Idées

NARCISSE, NEO-NARCISSE ET L’HOMME HOMOSEXUEL

Posté par Greenfyre 21 juillet 2017

Queer modernes et grands mythes ? Et pourquoi pas ? La mythologie n’est jamais muette et force est de constater que la symbolique des figures mythiques résonne toujours avec une force intemporelle : cette série consiste donc à lire, dans l’histoire de certains mythes, celle des hommes LGBT du troisième millénaire et de leurs comportements. De l’Olympe à Hornet, c’est parti pour une interprétation queer et moderne de nos héros antiques. Commençons par Narcisse.

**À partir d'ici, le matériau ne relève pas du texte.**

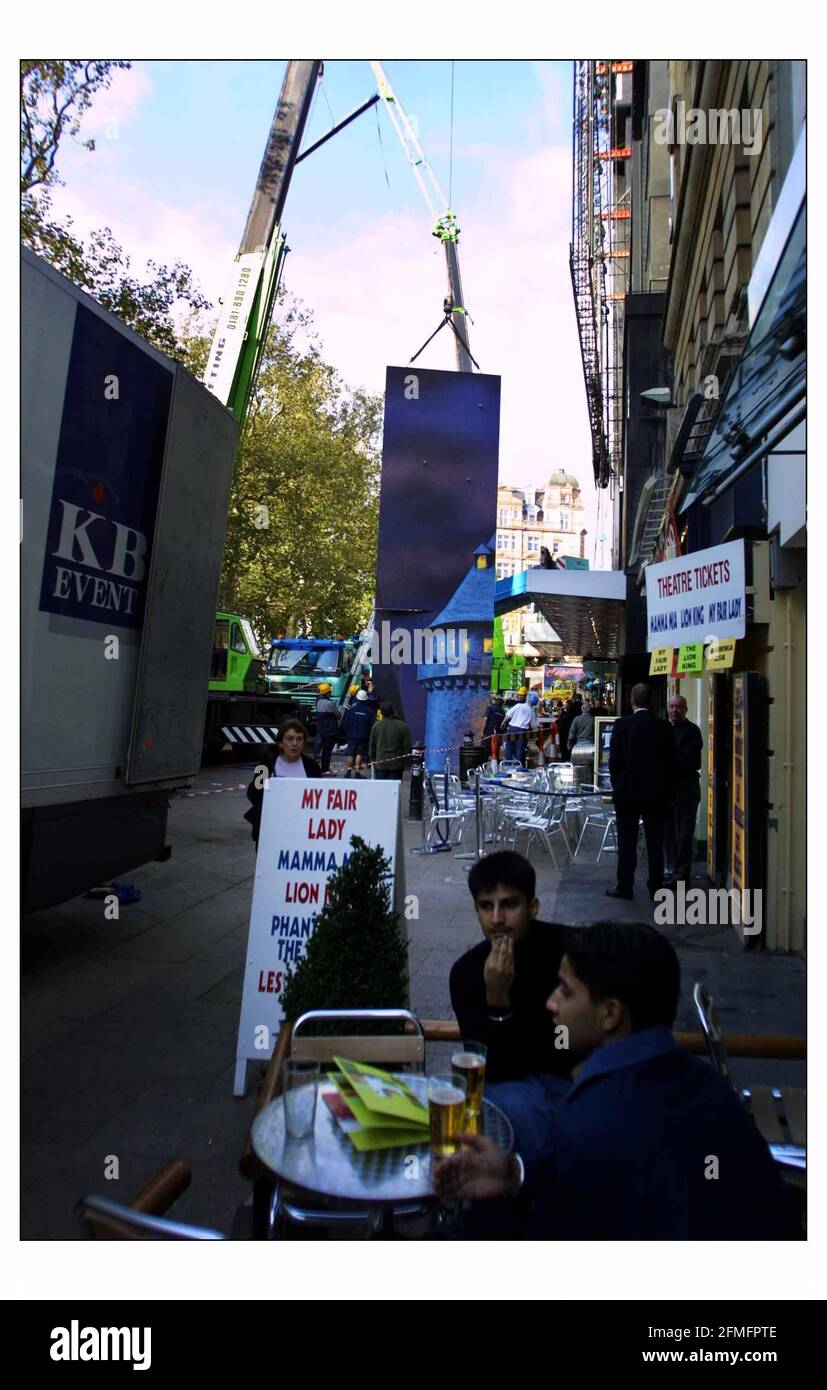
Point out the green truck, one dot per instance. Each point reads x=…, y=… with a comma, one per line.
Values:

Narcisse est le fils de la nymphe Liriope et du dieu Céphise. Tirésias, le devin aveugle, prophétisa qu’il était promis à une longue vie … tant qu’il « ne se connaît pas lui-même ». Selon Ovide, dans ses Métamorphoses, le garçon était d’une beauté surnaturelle. Hommes et femmes, garçons et filles en tombaient éperdument amoureux.se … et se prenaient systématiquement de bons gros râteaux en lui avouant leur flamme. Car oui, Narcisse était surtout d’une arrogance et d’un orgueil démesuré, rarement vu chez un mortel. Que ce soit la nymphe Echo (qui, maudite, ne pouvait que répéter les derniers mots de ce qui était dit) ou le sensible Ameinias, Narcisse se plaisait à rembarrer avec cruauté et moquerie quiconque le désirait.

C’était peut-être la fois de trop. Fou de douleur et de désespoir, Ameinias invoque Némésis, déesse de la vengeance, et se suicide. Sa prière est entendue quand Narcisse, en chassant, tombe nez-à-nez avec son propre reflet dans l’eau d’un lac et en tombe amoureux. Une passion si dévorante pour ce visage inaccessible qu’il se laisse mourir de tristesse, le corps bientôt changé par les nymphes en fleur blanche et or.

Mais je ne suis pas là pour insister plus sur le mythe originel. Ce qui m’intéresse, c’est sa portée symbolique, et sa résonnance avec la psyché gay d’aujourd’hui.

Ne sachant pas si mon interprétation s’applique aux schémas d’attirance entre deux femmes, je n’ose pas rendre mon article inclusif mais si vous avez la moindre remarque à ce sujet, je suis tout ouïe !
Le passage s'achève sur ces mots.